Epstein spoke of the Cubs’ early struggles with the Mully & Hanley Show on Thursday morning.

“Baseball is a game based on adversity,” Epstein said. “It’s a game that’s going to test you repeatedly. It’s going to find your weaknesses and vulnerabilities and force you to adjust. That adversity, in the big picture, is a really good thing, because it shows you where your weaknesses are. It gives you the opportunity to improve.

“Right now, we’re a .500 team. We’re probably fortunate to be a .500 team with how we’ve played. But we know where we need to improve. We’re not, as a whole, playing anywhere near up to our capability. In the big picture, I have tremendous faith in these guys over the long term to meet this adversity the right way, to find their level to improve. I put my faith in these guys over the course of the long haul. That’s why.”

The Cubs have endured early struggles with their starting pitching, which hasn’t been near its level of the last two seasons. Among their issues is the fifth starter position, which is currently unoccupied with Brett Anderson struggling and on the disabled list.

Epstein has worked to establish pitching depth for his club. That will be a continued emphasis moving forward as the organization’s young talent rises through the system and to a crowded big league level. But Epstein hopes the Cubs aren’t forced to make a move for pitching.

“We’re in a great place with our position players,” Epstein said. “It’s going to be really hard to crack this lineup. We have a lot of outstanding position player prospects on the way, as well. But we don’t have the kind of depth — and we’ve been open about that — that we want with our starting pitching. There are going to be likely changes of some sort of the next several years with the way our rotation works.

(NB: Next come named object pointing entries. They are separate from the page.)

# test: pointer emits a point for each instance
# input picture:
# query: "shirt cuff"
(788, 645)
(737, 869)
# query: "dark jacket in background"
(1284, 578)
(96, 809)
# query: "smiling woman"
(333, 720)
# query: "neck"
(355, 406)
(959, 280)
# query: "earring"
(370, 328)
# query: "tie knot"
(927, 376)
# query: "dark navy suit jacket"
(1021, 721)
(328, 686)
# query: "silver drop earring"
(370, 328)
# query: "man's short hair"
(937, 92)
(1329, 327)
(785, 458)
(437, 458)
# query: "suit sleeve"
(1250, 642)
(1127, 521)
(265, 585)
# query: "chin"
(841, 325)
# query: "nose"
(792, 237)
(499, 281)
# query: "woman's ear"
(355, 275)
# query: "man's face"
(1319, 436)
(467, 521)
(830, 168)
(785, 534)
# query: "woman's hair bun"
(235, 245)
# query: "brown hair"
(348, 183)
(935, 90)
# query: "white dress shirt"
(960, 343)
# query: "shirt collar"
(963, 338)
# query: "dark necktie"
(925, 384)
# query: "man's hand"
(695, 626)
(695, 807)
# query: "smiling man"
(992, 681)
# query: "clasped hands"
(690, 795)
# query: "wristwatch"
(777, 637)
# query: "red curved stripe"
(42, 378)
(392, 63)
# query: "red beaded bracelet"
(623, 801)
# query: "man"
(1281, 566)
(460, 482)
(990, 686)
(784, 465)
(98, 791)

It’s just natural as teams evolve.

“So at some point, we’re going to be able to pull off a deal where we trade some position player resources, probably in the form of prospects, for starting pitching to help our big league club, either in the present, the future, or probably both.

“My hope is that we’re not in the position to have to be reactive at all to recent performance, and that we make moves that make objective sense for the big picture, for the long term, based on the shape of our talent and the fact that we do need to add depth and ability to our rotation over the long haul.”

The Cubs have an off day Thursday before opening a three-game series with the first-place Cardinals on Friday. St. Louis has won six games in a row, while Chicago has dropped five of its last six.